Late Night Meltdowns & The Loneliness No One Talks About

Grief has a habit of showing up uninvited at night. And when it does show up, it brings a lot of the special 2 A.M. tears. It reminds you of the pain you hide and makes you forget about the immense strength you have.

MENTAL HEALTH & HEALINGSELF GROWTHRELATIONSHIPS & EMOTIONAL INTELLIGENCE

Kashmira

1/12/20253 min read

a blurry photo of a bunch of tall grass
raindrops on a window at night reflecting quiet sadness and emotional overwhelm
raindrops on a window at night reflecting quiet sadness and emotional overwhelm

It’s 2 A.M., and the world is quieter than it has any right to be. Door’s locked, light’s off, and you just let the tears spill one after the other. Maybe you try holding them back, jamming your palms hard into your eyes- but grief has a way of making its presence felt. You try to stifle that howl, that scream building up inside your throat, and it turns into a hot stream of fresh new tears. You even wonder whether you’re just putting up a show, that it’s not even that big a deal; but no. That stab of pain in the throat is all too real. You cry, for the sadness inside has nowhere else to go.

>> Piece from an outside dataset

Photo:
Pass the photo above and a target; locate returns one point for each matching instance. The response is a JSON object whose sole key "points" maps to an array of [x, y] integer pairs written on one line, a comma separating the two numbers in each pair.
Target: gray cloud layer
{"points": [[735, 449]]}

And yet, the ache remains hidden. Even as your chest heaves, and your breath catches, a part of you is determined- you’ll wear your usual face tomorrow, crack your usual jokes, and assure everyone that you’re just fine. You wonder how long you can keep pretending that you’ve got it all together.

Here’s the thing, though- it’s not just you. It’s so many of us. So many of us sit in our dark rooms, clutching at our T-Shirts, holding ourselves tightly; hearts heavy with words that we’ll never speak out loud. Not because we’re weak, but because we don’t really know what to do with all this emotional luggage that everyone else seems to be carrying around effortlessly. (So, if you do decide to go vocal on this secret pain, there’s a good chance that the other person will really get what you’re saying.)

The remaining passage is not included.